Trie Substring Search
Installation
Implementation of text syntax analyzer, which represents text as non symetric trie of chars or substrings by dictionary or list of keywords. Similar to Aho-Corasick algorithm, but with modifications, there is removed suffixes and added recovering text from the trie.
Add this line to your application's Gemfile:
gem 'trie-substring-search'
And then execute:
$ bundle
Or install it yourself as:
$ gem install trie-substring-search
Usage
dictionary = %w[he she her his him he they their she]
tss = TSS::Trie.new(dictionary, :full)
tss.parse('he their them height have then their shelter')
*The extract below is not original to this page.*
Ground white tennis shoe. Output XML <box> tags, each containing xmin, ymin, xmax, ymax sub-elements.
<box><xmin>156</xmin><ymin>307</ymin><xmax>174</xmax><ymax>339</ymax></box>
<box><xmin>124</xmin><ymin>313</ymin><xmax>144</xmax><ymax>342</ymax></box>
tss.extend_dictionary(%w[our it them])
vertex = tss.root.get_child('s').get_child('h').get_child('e')
vertex.end_indexes
tss.backtrace_to_word(vertex)
Index of word in dictionary can be used to get relations with additional array with external data(or collection, or can be easily replaced by foreign key in the future). If dictionary contain duplicates, then you will get few indexes in result.
Benchmark
dictionary: 100000 words
number of executions with uniq text: 44555
results of benchmark:
user system total real
1.749733 0.116561 1.866294 ( 1.876876)
Development
Contributing
TBD Improvements:
- TODO: Mode providing ability to return whole words, that contain substring from dictionary
- TODO: Suffix references is not implemented. Just now it contains full syntax tree, so it is less memory efficient then original Aho-Corasick algorithm.
- TODO: Maybe, will be good to implement next features for trie build stage:
- post optimization of vertex connections, creating suffixes
- some parallelism
- pre optimization of a dictionary.